Raimund Genes, President of European Operation des Sicherheitsspezialisten Trend Micro Deutschland GmbH, ist bezüglich des neuen Messekonzepts verhalten skeptisch. Er hatte sich gemeinsam mit dem benachbarten Konkurrenten Symantec bei der Messeleitung über einen weiteren Aussteller wegen dessen karnevalesker Umtriebe beschwert. Mit lautstarken Sambarhythmen und knapp bekleideten Damen versuchte der Hersteller, auf sich aufmerksam zu machen.

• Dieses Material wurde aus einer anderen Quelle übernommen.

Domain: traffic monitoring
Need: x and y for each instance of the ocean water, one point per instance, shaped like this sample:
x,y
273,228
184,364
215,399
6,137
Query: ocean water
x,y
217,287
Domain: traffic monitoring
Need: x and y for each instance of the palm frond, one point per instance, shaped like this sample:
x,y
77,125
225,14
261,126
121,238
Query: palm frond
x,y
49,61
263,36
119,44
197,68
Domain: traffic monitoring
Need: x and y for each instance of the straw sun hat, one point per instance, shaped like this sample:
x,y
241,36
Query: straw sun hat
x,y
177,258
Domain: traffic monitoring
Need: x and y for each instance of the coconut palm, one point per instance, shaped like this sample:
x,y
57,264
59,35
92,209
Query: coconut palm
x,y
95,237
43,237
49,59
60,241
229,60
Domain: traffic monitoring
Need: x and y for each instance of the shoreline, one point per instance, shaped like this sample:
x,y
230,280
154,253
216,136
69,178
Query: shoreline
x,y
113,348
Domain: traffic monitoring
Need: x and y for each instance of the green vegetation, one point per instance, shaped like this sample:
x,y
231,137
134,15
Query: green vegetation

Gespräche auf dem Trend-Micro-Stand waren bei so viel Spektakel unmöglich. "Wenn diese Unterhaltungsgeschichten hier auf der CeBIT überhand nehmen sollten, werde ich mir überlegen, ob wir künftig nicht lieber Hausmessen veranstalten und nicht mehr nach Hannover kommen." Genes fügte hinzu, er sei sich absolut sicher, dass es anderen Anbietern von auf kommerzielle Kunden ausgerichteten Produkten genauso gehe.

Genau das ist das Problem. Anbieter von "ernsthaften" IT-Lösungen sehen das Konzept der CeBIT-Veranstalter, die Unterhaltungselektronik in die Messe zu integrieren, als Verwässerung der Hannoveraner ITK-Veranstaltung. Das lärmige Unwesen der UE-Anbieter und ihrer Besucherklientel und die zunehmend fehlende Fokussierung der CeBIT macht insbesondere den auf Geschäftskunden konzentrierten Ausstellern zu schaffen.

Die Verantwortlichen der Messe hingegen sehen keinen Weg mehr zurück von dem, was sie Konvergenz der Techniken ITK und UE nennen. Messechef Raue sagte, noch vor zwei Jahren habe man sich gegen Aussteller aus der UE-Sparte verwahren wollen: "Aber die Konvergenz zwischen IT und UE ist nicht mehr aufzuhalten."

Die nächste CeBIT findet vom Donnerstag, den 9. März 2006, bis Mittwoch, den 15. März 2006, statt.